Jane Campion : la quête de la femme totale

La réalisatrice néo-zélandaise Jane Campion s’est imposée comme une figure de proue du 7ème art contemporain. Révélée en 1986 par le court-métrage « Peel », son cinéma, porté par des femmes au tempérament singulier, offre une fresque variée des passions humaines dans une esthétique spontanée.

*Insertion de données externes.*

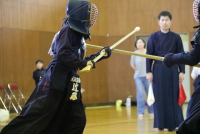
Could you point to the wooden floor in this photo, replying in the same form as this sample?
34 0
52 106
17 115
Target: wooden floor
113 120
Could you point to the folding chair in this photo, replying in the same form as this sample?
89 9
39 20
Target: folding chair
14 88
6 96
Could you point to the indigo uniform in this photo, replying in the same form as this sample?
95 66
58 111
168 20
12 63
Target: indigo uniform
55 106
167 112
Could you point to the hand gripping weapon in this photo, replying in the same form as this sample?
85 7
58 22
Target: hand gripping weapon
103 53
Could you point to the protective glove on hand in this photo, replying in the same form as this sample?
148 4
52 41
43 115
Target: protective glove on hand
167 61
108 52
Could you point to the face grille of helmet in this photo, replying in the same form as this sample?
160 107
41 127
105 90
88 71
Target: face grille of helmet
196 10
93 14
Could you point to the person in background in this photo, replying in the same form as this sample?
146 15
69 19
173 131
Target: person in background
196 76
165 81
39 72
138 64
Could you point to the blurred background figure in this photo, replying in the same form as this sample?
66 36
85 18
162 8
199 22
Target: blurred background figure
39 72
139 66
196 76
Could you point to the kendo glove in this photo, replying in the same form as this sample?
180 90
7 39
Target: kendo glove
196 38
108 52
167 61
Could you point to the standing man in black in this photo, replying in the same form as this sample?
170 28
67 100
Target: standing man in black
55 106
39 72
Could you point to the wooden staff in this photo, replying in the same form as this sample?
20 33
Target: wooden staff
103 53
133 53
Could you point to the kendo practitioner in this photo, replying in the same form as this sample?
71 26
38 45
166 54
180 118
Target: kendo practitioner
55 106
165 81
39 72
191 125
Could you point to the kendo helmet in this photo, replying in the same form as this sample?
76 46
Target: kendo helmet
81 15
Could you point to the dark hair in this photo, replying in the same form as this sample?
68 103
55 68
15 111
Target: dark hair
165 13
142 41
38 61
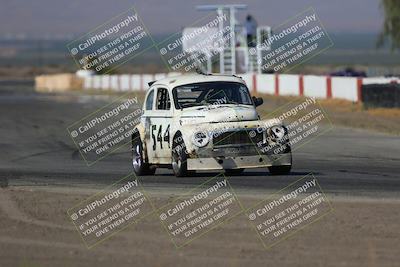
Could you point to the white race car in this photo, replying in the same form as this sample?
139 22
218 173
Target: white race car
206 122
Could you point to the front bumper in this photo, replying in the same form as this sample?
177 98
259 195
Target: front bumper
239 162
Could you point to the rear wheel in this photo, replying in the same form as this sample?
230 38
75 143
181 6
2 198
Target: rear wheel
140 167
234 172
179 157
280 170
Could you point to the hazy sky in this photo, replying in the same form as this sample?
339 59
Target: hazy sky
80 16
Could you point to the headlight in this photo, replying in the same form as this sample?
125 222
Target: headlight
276 133
200 139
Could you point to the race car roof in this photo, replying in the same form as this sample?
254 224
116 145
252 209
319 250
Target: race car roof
174 81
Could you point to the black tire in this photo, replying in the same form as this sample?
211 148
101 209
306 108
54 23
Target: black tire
280 170
140 167
234 172
179 157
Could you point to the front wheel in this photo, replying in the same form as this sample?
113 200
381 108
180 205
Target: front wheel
280 170
140 167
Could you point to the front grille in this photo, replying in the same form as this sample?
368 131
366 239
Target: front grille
239 137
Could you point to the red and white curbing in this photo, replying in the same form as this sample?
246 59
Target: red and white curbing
324 87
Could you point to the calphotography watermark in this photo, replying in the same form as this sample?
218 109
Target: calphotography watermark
198 45
110 211
199 211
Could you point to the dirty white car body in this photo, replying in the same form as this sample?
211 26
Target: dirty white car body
216 129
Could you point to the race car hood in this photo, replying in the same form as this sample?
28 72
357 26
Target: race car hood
218 114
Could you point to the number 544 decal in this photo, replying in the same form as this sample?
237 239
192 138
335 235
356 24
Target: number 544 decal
160 137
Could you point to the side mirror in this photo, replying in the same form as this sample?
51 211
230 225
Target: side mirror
258 101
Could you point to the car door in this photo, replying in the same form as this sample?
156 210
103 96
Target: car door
160 127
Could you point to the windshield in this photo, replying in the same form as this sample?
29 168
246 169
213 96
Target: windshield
211 93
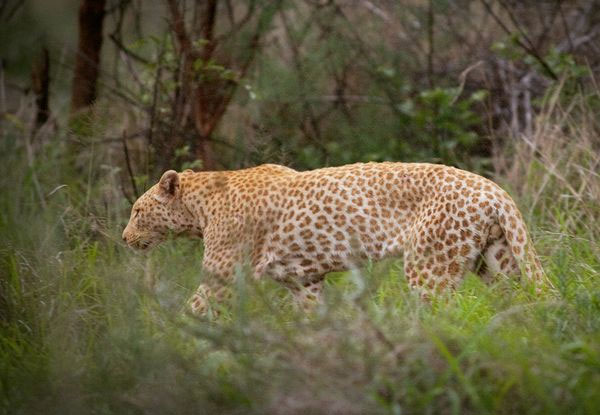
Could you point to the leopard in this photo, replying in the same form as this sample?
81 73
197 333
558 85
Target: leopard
298 226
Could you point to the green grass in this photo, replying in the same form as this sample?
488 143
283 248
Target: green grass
88 326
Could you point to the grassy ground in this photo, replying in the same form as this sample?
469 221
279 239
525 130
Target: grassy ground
87 326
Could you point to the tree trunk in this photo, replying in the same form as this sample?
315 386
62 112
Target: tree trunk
40 84
91 17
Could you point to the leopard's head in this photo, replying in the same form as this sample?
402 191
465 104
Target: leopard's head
158 213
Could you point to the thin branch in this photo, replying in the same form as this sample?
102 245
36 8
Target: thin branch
128 52
128 164
525 47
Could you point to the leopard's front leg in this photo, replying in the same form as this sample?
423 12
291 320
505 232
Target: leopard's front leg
218 266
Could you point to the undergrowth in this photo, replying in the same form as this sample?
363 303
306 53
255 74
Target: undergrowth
88 326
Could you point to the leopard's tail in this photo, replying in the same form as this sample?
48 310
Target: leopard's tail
520 243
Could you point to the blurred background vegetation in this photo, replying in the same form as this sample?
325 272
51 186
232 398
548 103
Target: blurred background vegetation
99 97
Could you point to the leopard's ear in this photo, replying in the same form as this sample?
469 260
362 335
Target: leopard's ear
168 186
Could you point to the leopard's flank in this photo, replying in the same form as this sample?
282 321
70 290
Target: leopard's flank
296 227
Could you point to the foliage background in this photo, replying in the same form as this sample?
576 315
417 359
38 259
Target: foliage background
507 89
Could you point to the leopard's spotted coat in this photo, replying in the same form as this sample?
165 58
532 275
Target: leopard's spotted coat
297 226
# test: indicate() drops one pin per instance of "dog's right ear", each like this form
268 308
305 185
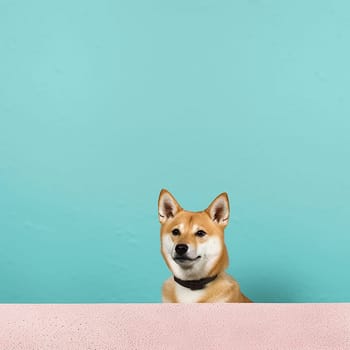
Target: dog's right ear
168 207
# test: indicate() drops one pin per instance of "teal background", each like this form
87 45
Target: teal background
103 103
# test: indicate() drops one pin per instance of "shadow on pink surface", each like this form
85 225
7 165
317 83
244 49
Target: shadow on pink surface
175 326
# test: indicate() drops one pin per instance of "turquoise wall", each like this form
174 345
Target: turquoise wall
103 103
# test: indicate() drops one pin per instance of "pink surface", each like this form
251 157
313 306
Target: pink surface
175 326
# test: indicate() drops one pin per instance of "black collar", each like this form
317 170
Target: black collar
195 284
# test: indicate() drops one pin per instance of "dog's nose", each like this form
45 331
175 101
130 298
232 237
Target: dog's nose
181 249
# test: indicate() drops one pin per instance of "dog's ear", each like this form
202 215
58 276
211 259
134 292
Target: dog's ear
168 207
219 209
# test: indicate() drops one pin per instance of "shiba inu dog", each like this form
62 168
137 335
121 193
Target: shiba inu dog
193 247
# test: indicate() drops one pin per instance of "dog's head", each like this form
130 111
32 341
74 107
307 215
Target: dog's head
192 243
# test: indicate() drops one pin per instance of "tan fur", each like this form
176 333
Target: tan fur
213 221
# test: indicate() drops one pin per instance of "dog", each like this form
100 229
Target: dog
193 247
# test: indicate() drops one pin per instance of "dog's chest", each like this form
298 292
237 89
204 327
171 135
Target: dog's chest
186 295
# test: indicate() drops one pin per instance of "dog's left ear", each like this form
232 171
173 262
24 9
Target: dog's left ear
219 209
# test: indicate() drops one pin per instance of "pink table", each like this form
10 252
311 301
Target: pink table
175 326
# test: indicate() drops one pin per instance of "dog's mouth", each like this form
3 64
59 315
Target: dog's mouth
185 259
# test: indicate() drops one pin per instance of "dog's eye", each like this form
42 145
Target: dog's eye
175 232
200 233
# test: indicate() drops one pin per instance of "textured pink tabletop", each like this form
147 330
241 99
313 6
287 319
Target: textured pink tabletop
175 326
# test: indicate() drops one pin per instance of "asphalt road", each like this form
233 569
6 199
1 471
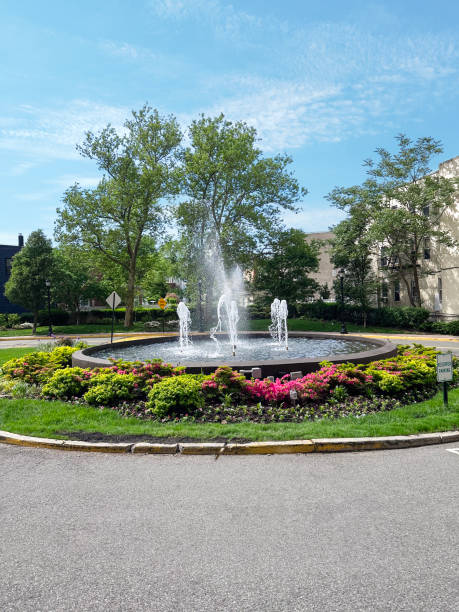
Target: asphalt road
352 531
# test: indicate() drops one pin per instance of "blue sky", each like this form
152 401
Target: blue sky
326 82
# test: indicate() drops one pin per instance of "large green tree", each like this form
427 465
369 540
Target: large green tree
282 269
76 278
352 254
32 266
128 205
233 197
403 203
231 191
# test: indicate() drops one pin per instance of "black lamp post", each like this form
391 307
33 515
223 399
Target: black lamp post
50 327
341 282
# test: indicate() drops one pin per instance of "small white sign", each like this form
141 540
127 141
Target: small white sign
445 367
113 300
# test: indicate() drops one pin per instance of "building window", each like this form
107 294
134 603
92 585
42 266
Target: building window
426 248
384 293
8 265
384 258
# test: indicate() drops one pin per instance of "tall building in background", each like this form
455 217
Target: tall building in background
6 256
439 280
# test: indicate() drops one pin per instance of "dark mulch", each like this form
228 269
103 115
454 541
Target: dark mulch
96 436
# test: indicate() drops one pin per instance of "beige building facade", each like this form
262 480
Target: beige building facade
325 274
439 281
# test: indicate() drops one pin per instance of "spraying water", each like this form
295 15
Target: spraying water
278 327
227 312
185 325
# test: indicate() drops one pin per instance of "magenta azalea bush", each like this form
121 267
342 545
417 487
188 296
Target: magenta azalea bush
314 387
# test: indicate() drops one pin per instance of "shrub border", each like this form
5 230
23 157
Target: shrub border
314 445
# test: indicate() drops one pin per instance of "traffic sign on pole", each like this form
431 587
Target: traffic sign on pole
445 372
113 300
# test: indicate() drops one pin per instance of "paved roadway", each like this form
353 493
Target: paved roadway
337 532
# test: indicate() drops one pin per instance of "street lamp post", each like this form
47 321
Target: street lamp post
341 281
50 327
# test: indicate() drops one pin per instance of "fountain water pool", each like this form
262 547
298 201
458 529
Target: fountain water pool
255 349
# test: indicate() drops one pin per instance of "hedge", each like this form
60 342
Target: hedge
404 317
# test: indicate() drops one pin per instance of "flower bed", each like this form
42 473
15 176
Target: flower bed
157 390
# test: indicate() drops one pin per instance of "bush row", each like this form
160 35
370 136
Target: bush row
403 316
167 392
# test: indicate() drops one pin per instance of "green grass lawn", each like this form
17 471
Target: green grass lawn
75 329
253 325
325 326
6 354
45 419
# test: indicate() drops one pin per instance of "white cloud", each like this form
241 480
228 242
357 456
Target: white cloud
52 133
314 219
8 238
22 168
66 180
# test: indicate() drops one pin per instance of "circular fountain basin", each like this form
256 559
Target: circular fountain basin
255 349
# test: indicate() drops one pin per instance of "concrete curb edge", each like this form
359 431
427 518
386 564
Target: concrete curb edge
323 445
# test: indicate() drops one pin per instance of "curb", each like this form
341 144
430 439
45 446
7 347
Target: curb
323 445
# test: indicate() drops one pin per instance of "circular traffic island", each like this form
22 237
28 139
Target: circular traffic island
306 350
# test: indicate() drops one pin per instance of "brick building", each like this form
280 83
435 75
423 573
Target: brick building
6 255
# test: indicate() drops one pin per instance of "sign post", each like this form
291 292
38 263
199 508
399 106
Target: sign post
445 372
162 303
113 301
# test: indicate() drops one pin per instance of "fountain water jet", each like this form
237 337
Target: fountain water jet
184 316
278 327
227 309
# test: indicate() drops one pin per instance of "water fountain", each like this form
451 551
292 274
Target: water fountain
184 316
247 349
278 327
227 311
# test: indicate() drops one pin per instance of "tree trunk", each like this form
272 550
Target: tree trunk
129 316
417 299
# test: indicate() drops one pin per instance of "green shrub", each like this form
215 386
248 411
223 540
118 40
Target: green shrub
176 396
405 317
446 327
224 381
38 367
107 388
413 367
67 383
9 320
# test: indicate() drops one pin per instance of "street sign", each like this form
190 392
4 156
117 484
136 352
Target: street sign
445 367
113 300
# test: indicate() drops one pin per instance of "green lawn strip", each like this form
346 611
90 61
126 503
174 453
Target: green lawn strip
96 328
13 353
44 419
253 325
326 326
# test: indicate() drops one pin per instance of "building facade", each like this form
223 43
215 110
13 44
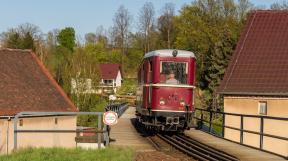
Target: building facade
256 83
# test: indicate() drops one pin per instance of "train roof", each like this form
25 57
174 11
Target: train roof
168 53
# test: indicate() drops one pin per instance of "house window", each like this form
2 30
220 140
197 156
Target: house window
21 122
262 108
56 121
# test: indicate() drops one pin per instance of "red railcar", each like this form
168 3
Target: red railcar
165 95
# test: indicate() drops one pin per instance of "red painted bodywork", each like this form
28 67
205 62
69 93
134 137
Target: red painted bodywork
171 95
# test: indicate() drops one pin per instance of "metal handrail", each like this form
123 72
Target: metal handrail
241 129
118 108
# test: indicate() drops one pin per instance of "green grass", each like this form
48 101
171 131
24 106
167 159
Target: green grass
61 154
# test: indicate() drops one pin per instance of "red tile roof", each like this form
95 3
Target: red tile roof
109 71
259 65
26 85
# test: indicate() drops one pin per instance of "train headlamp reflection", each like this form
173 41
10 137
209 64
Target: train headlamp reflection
162 102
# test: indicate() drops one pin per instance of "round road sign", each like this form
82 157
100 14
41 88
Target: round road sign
110 118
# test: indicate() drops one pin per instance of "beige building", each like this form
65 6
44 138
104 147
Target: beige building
256 83
25 85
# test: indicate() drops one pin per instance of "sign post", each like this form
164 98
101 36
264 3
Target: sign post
110 118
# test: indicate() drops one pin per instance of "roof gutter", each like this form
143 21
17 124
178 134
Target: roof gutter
254 94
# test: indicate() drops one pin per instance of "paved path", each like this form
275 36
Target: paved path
237 150
126 135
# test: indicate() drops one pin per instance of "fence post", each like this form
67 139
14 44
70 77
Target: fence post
15 131
106 128
210 121
98 133
261 132
223 124
241 130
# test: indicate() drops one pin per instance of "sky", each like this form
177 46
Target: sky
83 15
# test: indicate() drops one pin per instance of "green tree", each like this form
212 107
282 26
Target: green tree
66 38
210 29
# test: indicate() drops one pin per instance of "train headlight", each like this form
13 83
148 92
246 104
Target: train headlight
162 102
182 103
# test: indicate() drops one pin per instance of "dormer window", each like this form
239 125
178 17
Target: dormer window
262 108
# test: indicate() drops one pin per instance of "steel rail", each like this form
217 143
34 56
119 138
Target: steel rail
184 148
206 149
196 149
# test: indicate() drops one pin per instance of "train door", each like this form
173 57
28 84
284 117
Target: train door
148 75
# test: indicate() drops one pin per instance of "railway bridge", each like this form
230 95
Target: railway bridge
194 143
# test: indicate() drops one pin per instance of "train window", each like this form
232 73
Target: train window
150 71
175 72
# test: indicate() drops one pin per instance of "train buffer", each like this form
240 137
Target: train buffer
125 133
239 151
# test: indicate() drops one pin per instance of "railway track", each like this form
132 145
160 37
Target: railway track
196 149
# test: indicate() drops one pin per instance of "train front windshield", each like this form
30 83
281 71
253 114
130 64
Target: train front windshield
173 72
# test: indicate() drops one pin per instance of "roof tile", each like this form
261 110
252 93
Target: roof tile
26 85
259 64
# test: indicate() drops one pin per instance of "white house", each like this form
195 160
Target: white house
110 81
111 76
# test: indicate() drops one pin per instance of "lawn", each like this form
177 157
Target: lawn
61 154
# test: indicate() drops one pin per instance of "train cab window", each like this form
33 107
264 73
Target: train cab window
262 108
150 71
173 72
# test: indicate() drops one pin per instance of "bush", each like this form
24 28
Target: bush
61 154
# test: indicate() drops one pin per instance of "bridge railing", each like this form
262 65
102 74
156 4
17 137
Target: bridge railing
206 122
118 108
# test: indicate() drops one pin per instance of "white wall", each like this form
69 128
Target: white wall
118 79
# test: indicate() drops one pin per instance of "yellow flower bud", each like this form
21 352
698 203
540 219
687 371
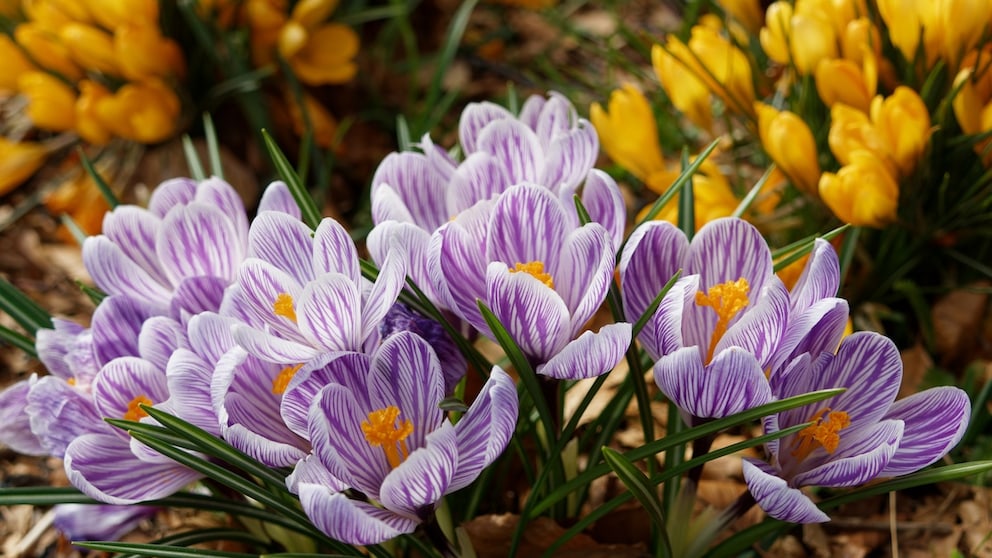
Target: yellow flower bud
14 62
903 123
628 133
18 161
862 193
90 47
789 142
51 103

 I- Portrait d’une femme poétisée

Ses héroïnes, à la recherche de l’épanouissement personnel, se heurtent tantôt à des individualités portées par des passions contraires, tantôt à la norme que la collectivité a pu établir. Elles apparaissent ainsi comme de grandes incomprises, parfois amoureuses et passionnées suscitant la jalousie, parfois angoissées et refoulées participant à leur propre marginalisation. Dans son premier long métrage en 1989, « Sweetie », deux sœurs aux caractères radicalement différents, l’une chétive et torturée, l’autre énorme et exubérante, entrent en confrontation et préfigurent deux types féminins qui seront développés dans les films suivants

C’est par la confrontation de ces différents éléments que le récit tire sa force, nourrit par des personnages qui cultivent leur originalité et qui souvent, devant l’impossibilité de se faire comprendre par le groupe, développent un langage qui leur est propre. Ses forces vitales trouvent alors à s’exprimer d’une manière détournée. Ainsi, dans « La leçon de piano » (1993), l’instrument de musique devient la voix assourdissante d’une héroïne muette. Dans « Un ange à ma table » (1990), dans « Bright Star » (2009), la poésie est tantôt un langage protecteur, tantôt une rencontre amoureuse. Mais l’héroïne, par ses choix singuliers, par son tempérament exacerbé, creuse le fossé avec sa communauté, se condamne à la déconvenue et à la souffrance. En érigeant son univers poétique, Janet Frame (Un Ange à ma table), participe à son isolement et alimente l’incompréhension avec son entourage, à tel point qu’elle sera déclarée à tort schizophrène par les médecins. De la même façon, dans « La leçon de piano », Ada ne parvient pas à faire comprendre à son mari, homme rustre, la place essentielle qu’occupe l’instrument dans son existence.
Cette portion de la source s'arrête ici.